Des sprints en style classique masculin et féminin devaient avoir lieu samedi sur les plaintes d’Abraham, suivies le lendemain des sprints en style libre.

Ainsi, les trois dernières étapes de la Coupe du monde de ski de fond ont été annulées au cours des dernières heures, après celles de Minneapolis, au Minnesota, et Canmore, en Alberta.

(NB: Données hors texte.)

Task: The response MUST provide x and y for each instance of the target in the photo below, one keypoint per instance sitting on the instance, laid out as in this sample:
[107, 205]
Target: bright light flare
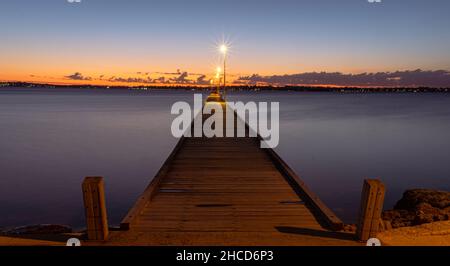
[223, 48]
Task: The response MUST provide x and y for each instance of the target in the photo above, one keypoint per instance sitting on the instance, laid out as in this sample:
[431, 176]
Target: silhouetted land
[239, 88]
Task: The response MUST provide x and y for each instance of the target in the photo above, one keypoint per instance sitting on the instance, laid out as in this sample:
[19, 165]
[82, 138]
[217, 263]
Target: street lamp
[224, 49]
[218, 72]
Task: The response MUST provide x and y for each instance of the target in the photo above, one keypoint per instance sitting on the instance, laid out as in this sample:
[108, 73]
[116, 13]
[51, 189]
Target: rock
[351, 228]
[413, 197]
[419, 206]
[43, 229]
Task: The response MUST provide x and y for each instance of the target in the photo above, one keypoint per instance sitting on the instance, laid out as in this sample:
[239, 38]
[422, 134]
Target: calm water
[50, 139]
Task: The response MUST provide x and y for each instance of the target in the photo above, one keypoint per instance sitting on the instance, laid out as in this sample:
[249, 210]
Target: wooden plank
[372, 199]
[95, 208]
[225, 185]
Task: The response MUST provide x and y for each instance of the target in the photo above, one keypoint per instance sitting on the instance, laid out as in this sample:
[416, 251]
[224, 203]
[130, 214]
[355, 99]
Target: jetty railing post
[372, 199]
[95, 208]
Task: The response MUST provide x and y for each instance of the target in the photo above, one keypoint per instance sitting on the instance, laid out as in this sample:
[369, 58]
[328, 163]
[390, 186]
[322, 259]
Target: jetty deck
[228, 191]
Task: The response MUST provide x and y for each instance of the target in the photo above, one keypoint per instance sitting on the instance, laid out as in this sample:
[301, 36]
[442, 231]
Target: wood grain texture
[227, 191]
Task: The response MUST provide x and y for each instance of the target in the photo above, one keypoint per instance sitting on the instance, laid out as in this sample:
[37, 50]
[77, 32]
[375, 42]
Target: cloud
[130, 80]
[201, 80]
[416, 78]
[78, 76]
[182, 78]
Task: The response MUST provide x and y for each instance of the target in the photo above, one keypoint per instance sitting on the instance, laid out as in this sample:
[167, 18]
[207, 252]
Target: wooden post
[95, 208]
[372, 200]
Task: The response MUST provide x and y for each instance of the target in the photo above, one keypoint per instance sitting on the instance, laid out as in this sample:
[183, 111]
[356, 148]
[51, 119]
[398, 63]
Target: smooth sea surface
[50, 139]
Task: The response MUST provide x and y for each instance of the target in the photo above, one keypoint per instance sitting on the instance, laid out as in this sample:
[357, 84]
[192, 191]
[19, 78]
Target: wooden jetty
[228, 191]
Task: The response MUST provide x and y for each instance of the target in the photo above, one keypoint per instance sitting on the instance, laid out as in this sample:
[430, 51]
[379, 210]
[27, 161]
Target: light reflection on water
[50, 140]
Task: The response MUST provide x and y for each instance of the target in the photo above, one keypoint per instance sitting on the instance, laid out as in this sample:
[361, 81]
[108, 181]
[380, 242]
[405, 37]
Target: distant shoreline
[237, 88]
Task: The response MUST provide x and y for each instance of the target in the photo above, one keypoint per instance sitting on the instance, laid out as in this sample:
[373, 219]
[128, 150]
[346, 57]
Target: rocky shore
[419, 206]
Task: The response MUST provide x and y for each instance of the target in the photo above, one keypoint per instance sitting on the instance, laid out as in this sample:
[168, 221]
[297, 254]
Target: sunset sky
[118, 41]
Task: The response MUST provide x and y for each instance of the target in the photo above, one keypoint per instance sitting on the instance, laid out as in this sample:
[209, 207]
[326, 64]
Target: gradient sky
[47, 40]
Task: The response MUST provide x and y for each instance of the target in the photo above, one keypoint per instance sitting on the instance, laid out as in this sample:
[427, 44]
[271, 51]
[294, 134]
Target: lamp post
[218, 71]
[224, 49]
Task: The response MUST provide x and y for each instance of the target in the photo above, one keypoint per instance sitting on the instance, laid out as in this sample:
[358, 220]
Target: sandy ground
[432, 234]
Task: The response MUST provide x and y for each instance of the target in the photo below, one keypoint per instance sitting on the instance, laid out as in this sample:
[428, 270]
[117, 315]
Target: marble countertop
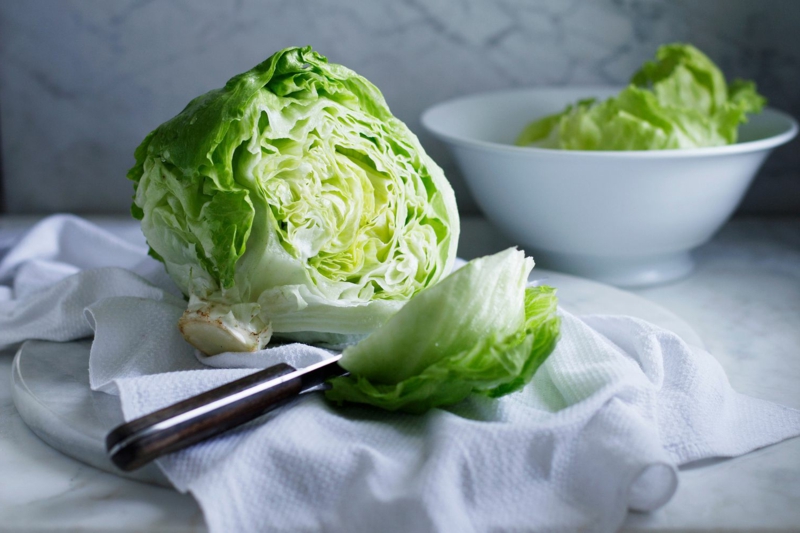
[743, 300]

En conséquence, le Russe Alexander Bolshunov a décroché le globe de cristal, remis au champion du classement général de la Coupe du monde de ski de fond. Chez les dames, c’est la Norvégienne Therese Johaug qui l’a obtenu.

De retour en 2021 ?

D’autre part, Mme Pelchat s’est défendue d’avoir trop tardé à annoncer l’annulation de l’évémement, ce qui aurait pu nuire à la sécurité des personnes impliquées à cause de la COVID-19.

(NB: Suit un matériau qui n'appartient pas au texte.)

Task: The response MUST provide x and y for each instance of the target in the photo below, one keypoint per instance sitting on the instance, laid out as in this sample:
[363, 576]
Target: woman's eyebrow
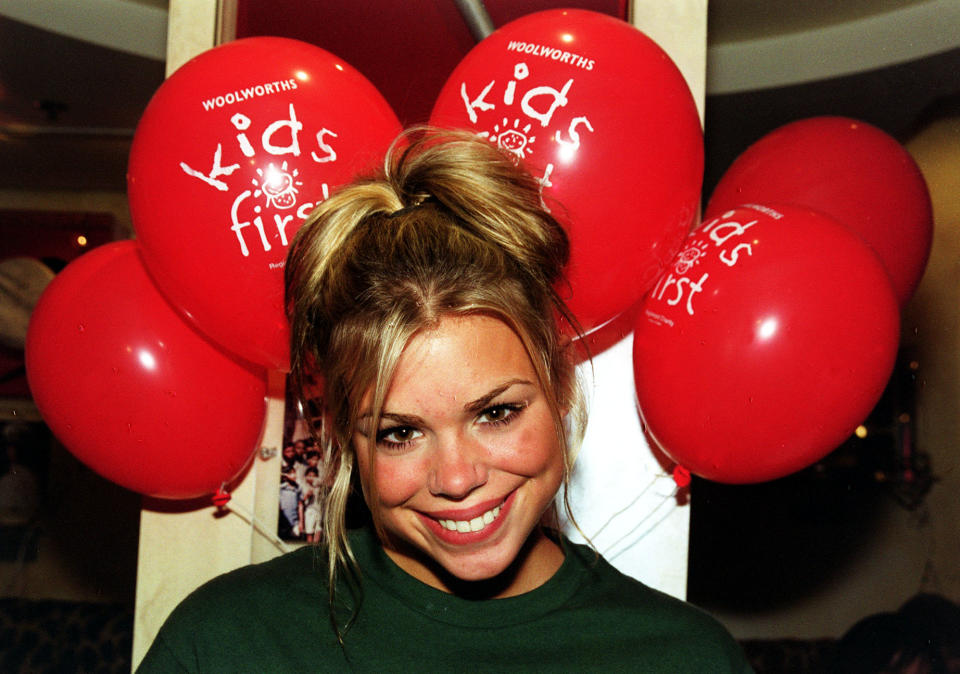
[404, 419]
[484, 401]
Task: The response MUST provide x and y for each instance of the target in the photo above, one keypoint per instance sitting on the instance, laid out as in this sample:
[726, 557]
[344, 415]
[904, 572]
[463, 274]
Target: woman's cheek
[399, 478]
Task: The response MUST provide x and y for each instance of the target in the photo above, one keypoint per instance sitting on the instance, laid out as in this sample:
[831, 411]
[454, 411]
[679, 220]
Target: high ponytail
[450, 226]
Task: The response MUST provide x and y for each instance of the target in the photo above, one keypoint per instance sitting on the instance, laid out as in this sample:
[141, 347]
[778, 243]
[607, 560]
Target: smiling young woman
[423, 298]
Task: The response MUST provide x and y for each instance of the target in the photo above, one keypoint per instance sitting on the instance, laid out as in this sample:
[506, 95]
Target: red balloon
[769, 339]
[849, 170]
[232, 153]
[601, 115]
[131, 389]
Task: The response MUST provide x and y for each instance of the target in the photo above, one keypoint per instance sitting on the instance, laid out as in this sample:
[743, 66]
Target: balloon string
[248, 517]
[666, 499]
[624, 508]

« Nous n’avons jamais cessé de croire à la tenue de notre événement, et nous n’avions pas eu d’indication contraire — entre autres du gouvernement ou de la Direction de la santé publique, a-t-elle d’abord dit. Et comme on l’a vu hier (jeudi), notre événement ne tombait pas sous la règle de non-rassemblement.

« Nous avions obtenu l’autorisation d’aller de l’avant avec notre événement ; un événement extérieur, dans un grand périmètre aux plaines d’Abraham, où il fait froid et où il y a du vent, donc il n’y avait pas de contexte pour avoir des risques élevés », a-t-elle poursuivi.

Quant à savoir quelles conséquences financières auront cette décision pour GESTEV, Mme Pelchat est demeurée floue.

« Il est encore trop tôt pour m’avancer sur un bilan financier. Nous aurons un meilleur portrait de la situation dans les prochains jours, ou les prochaines semaines. C’est sûr que nous sommes dans un contexte de force majeure, donc nous reverrons le budget au moment opportun », a-t-elle évoqué.

Mme Pelchat a ajouté du même souffle que son organisation comptait de nouveau soumettre sa candidature pour l’obtention d’une étape de la Coupe du monde l’an prochain. GESTEV, qui organisait l’événement pour la cinquième année, dispose d’une entente renouvelable chaque année avec la FIS.